Pulau Bawean selama ini dikenal sebagai wilayah dengan kultur Islam yang kuat. Pada bulan Ramadhan, aktivitas masyarakat umumnya berfokus pada ibadah, pengajian, dan kegiatan sosial keagamaan. Karena itu, kehadiran tempat hiburan seperti karaoke dinilai sebagian warga kurang sejalan dengan suasana spiritual bulan suci.
Selain aspek sosial dan kultural, persoalan ini juga berkaitan dengan regulasi daerah. Kabupaten Gresik memiliki sejumlah peraturan daerah (Perda) yang mengatur ketertiban umum, norma kesusilaan, serta pembatasan peredaran minuman keras. Tempat hiburan seperti karaoke kerap dipandang rawan terhadap pelanggaran norma apabila tidak diawasi secara ketat.
Sejumlah warga juga mempertanyakan status perizinan usaha tersebut. Berdasarkan ketentuan yang berlaku, usaha hiburan wajib memiliki izin resmi dari pemerintah daerah. Tanpa izin yang sah, kegiatan usaha berpotensi dikategorikan melanggar ketentraman dan ketertiban umum serta dapat dikenai sanksi administratif hingga penutupan.
Ketua MUI Kecamatan Sangkapura, Ustaz Mashudi, menyatakan pihaknya telah menerima laporan terkait aktivitas karaoke selama Ramadhan dan telah berkoordinasi dengan unsur Forum Koordinasi Pimpinan Kecamatan (Forkopimcam).
“Kami telah menyampaikan informasi terkait aktivitas karaoke di bulan Ramadhan kepada Forkopimcam dan pihak kepolisian. Aktivitas hiburan seperti karaoke di bulan suci tidak diperbolehkan dan akan kami tindaklanjuti sesuai aturan yang berlaku,” ujarnya.
Ia menambahkan bahwa pengelola usaha diperbolehkan membuka warung setelah waktu ibadah, namun aktivitas karaoke dinilai tidak sejalan dengan suasana Ramadhan.

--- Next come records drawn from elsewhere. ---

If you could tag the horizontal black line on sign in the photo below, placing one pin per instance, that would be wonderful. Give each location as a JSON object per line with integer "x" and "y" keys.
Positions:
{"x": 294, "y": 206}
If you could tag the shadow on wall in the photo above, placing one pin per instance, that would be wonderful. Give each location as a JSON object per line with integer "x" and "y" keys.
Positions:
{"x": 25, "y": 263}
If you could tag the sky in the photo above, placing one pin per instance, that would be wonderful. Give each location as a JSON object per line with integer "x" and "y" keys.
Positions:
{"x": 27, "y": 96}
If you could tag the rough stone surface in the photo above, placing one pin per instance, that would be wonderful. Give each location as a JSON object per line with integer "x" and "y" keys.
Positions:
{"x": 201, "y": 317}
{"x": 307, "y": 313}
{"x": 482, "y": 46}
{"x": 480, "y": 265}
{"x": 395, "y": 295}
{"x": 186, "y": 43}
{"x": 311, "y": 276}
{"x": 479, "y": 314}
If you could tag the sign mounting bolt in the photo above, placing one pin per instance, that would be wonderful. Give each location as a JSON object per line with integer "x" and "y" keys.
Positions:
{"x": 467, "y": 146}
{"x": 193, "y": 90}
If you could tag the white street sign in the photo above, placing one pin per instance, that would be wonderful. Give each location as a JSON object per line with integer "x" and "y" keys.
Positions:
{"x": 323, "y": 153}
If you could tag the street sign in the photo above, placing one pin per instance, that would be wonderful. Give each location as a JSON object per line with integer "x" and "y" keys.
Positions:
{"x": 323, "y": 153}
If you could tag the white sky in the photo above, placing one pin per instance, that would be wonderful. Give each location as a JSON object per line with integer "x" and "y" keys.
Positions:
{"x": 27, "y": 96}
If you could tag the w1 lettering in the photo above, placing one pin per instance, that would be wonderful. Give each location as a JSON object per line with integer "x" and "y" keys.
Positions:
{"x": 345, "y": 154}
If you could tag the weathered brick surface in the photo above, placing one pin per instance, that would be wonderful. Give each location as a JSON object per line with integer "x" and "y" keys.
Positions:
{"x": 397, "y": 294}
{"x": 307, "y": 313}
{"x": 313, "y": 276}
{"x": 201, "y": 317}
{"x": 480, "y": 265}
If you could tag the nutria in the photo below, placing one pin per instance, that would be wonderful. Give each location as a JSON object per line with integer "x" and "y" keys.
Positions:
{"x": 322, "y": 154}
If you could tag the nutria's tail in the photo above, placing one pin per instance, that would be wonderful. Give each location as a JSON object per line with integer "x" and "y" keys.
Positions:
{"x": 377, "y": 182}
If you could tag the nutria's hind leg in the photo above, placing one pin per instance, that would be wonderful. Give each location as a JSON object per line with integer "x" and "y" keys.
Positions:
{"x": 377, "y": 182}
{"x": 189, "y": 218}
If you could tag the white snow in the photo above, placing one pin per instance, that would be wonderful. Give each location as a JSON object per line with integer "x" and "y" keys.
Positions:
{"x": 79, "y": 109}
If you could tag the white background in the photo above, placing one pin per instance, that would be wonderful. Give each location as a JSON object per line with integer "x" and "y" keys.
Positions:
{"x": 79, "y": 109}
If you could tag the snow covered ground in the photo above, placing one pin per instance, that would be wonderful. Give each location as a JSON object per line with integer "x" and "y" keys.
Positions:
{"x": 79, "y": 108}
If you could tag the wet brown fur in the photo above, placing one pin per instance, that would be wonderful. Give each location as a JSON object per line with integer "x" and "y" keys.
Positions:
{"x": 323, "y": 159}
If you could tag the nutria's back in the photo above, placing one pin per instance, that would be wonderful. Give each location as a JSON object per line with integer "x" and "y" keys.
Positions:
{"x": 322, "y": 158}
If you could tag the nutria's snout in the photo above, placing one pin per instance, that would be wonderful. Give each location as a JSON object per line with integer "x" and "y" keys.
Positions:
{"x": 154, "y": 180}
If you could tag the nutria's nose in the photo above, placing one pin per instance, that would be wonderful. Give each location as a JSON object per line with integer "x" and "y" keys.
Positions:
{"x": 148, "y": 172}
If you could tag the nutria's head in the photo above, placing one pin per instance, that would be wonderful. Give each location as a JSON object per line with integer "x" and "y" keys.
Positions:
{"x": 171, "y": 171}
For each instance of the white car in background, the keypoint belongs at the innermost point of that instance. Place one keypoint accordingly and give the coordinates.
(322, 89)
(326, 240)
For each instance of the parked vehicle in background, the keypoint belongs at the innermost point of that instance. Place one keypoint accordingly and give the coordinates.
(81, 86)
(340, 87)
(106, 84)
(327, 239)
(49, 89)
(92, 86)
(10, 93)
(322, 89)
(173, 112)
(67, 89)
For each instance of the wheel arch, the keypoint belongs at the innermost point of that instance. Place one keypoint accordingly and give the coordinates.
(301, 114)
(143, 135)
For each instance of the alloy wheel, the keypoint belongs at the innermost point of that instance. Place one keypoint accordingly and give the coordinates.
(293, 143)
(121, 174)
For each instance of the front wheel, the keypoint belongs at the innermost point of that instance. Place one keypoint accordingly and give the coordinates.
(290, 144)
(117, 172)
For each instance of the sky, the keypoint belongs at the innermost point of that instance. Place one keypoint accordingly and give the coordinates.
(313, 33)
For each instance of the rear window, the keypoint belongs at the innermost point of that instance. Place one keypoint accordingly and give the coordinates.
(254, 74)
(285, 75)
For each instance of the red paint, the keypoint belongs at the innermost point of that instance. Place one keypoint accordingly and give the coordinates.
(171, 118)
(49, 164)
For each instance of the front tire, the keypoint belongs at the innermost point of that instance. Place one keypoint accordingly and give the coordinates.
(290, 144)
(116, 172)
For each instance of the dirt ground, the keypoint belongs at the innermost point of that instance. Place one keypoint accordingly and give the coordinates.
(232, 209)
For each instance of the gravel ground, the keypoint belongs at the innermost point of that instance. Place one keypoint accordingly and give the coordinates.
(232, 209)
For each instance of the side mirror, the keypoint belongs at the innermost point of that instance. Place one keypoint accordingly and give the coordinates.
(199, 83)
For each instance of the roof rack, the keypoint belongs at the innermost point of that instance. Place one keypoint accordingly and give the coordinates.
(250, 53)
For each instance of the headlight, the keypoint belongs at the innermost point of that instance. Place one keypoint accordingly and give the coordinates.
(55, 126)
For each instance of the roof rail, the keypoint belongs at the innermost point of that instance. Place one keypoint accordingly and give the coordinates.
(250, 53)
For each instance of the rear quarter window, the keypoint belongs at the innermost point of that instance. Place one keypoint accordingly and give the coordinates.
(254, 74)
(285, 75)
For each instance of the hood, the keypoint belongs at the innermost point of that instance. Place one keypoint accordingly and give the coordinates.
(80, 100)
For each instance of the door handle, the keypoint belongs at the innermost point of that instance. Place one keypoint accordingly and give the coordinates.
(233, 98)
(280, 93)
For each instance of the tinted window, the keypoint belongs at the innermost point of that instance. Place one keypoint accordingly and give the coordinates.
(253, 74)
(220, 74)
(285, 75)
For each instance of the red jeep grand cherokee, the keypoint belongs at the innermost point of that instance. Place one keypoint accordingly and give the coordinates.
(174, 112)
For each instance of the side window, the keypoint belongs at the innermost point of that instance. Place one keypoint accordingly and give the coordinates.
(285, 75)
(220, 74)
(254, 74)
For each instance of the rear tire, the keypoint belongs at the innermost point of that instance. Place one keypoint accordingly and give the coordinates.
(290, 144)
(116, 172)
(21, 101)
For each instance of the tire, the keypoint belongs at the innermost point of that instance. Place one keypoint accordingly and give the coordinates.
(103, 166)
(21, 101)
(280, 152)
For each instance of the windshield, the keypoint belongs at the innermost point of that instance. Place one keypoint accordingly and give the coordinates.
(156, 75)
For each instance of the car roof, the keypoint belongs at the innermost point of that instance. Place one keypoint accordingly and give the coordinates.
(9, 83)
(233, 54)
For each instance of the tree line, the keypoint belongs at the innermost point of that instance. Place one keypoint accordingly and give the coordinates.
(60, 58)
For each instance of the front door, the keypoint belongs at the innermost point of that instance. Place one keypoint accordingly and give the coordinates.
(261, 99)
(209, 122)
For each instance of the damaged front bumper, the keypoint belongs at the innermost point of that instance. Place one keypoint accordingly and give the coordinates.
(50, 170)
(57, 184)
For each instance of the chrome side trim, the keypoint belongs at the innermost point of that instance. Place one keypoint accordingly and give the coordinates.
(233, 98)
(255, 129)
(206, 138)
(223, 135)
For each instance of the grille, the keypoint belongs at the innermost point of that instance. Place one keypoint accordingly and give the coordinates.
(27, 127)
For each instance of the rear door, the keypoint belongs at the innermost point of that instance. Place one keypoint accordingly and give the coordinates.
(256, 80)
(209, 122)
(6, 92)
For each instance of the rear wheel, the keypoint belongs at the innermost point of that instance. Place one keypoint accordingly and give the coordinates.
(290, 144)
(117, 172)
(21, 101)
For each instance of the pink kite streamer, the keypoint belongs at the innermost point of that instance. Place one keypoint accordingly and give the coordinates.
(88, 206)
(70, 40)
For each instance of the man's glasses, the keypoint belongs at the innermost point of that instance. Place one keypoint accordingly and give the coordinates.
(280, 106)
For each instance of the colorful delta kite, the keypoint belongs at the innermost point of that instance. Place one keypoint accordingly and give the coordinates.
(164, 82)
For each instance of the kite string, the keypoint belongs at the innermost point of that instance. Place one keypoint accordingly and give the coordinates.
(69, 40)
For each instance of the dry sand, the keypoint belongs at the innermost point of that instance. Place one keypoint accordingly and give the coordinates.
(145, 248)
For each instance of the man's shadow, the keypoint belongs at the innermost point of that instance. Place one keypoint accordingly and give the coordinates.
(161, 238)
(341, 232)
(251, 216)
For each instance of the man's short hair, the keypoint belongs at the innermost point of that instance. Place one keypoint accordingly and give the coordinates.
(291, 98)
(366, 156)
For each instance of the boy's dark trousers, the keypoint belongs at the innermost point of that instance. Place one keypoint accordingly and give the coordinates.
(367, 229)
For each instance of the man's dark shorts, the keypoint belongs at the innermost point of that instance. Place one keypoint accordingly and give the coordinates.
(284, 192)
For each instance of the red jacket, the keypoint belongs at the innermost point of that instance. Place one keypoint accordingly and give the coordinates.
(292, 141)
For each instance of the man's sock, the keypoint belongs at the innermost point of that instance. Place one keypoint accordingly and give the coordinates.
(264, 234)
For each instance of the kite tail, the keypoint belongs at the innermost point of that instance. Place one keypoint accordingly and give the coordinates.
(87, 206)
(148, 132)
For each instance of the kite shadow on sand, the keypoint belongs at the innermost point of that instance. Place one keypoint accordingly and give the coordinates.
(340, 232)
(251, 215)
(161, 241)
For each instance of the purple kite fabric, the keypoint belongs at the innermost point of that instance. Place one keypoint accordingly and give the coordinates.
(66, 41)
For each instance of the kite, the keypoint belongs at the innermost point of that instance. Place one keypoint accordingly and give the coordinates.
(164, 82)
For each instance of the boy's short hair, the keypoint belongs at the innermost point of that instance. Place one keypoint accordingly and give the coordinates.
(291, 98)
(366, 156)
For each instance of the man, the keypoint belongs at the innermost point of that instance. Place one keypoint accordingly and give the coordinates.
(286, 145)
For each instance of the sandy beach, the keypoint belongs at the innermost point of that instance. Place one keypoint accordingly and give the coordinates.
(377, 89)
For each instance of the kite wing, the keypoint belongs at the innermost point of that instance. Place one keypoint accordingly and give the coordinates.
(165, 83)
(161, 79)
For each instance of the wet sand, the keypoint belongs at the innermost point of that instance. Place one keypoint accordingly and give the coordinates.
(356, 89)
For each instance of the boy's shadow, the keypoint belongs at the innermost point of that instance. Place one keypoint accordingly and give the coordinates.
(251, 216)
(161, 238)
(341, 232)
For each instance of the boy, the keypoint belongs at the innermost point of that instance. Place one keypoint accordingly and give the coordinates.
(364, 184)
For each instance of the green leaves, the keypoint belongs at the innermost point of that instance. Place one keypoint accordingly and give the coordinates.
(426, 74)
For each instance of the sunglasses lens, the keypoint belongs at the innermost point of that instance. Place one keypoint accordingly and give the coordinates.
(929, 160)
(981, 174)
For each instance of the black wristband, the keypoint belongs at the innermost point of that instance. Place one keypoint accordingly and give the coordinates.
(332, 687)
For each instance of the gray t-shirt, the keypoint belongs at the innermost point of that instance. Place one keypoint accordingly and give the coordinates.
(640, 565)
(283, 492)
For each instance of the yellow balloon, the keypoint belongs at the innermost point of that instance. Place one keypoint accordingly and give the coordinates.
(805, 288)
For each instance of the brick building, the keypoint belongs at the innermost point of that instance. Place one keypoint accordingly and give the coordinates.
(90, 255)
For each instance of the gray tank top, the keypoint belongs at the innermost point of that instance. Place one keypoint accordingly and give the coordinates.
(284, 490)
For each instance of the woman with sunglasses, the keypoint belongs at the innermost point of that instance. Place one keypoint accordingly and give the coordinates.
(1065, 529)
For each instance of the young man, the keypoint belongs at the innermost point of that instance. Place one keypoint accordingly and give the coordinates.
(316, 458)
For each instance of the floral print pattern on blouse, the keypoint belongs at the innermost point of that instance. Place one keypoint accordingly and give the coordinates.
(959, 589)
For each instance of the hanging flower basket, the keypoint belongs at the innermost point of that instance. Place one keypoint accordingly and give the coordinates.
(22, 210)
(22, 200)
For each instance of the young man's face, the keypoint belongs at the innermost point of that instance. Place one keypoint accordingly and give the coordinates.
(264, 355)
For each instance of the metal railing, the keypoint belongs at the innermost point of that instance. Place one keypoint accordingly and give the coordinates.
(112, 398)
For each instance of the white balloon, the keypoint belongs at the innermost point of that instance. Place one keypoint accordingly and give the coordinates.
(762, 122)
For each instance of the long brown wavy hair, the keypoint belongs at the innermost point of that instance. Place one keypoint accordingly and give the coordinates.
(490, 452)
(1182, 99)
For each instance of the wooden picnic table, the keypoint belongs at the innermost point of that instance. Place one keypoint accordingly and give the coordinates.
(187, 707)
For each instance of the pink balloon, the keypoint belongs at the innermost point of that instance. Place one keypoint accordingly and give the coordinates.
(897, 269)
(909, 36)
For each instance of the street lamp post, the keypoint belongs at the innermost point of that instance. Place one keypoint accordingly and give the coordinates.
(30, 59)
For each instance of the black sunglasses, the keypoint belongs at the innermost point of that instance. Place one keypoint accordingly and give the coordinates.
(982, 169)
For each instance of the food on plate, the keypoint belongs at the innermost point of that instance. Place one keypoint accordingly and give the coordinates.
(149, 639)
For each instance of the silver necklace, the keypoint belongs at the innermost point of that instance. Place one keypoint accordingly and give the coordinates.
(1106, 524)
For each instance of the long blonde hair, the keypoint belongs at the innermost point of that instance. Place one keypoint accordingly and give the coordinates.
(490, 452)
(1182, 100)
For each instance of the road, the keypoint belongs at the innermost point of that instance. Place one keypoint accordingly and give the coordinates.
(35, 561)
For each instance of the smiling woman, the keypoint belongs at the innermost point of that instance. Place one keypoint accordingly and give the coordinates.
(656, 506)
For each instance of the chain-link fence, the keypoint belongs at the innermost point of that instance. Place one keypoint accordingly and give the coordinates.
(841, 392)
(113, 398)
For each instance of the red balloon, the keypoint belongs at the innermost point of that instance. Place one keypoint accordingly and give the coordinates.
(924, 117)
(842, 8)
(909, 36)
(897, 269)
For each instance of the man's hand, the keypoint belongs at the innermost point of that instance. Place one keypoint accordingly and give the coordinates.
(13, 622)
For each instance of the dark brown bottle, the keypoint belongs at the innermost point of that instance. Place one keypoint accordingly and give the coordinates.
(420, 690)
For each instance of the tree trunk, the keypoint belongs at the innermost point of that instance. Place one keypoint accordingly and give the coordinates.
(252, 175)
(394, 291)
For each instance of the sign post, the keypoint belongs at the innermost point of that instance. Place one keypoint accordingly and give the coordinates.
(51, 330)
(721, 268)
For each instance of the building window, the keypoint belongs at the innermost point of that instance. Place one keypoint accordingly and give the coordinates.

“Kami mengajak semua pihak menjaga kesucian bulan Ramadhan dan ketertiban sosial di Pulau Bawean. Jika ditemukan pelanggaran, kami akan berkoordinasi dengan pihak berwenang untuk penegakan aturan,” lanjutnya.
Di sisi lain, terdapat pula pandangan bahwa selama usaha tersebut memiliki izin resmi, tidak melanggar hukum, serta beroperasi di luar waktu ibadah utama, maka pengelola memiliki hak untuk menjalankan kegiatan usahanya sesuai ketentuan yang berlaku.
Masyarakat berharap pemerintah daerah, aparat penegak perda, serta tokoh masyarakat dapat memastikan kejelasan status perizinan, kepatuhan terhadap regulasi, serta menjaga keseimbangan antara aktivitas usaha dan nilai religius masyarakat Bawean.
Hingga berita ini diterbitkan, belum diperoleh keterangan resmi dari pihak pengelola usaha karaoke maupun instansi pemerintah daerah terkait status perizinan dan pengawasan operasional di wilayah Bawean.
Isu ini dinilai sensitif karena bersinggungan langsung dengan nilai agama, budaya lokal, serta aspek hukum, sehingga klarifikasi resmi dari pihak terkait diharapkan dapat meredakan polemik dan menjaga keharmonisan sosial di tengah masyarakat.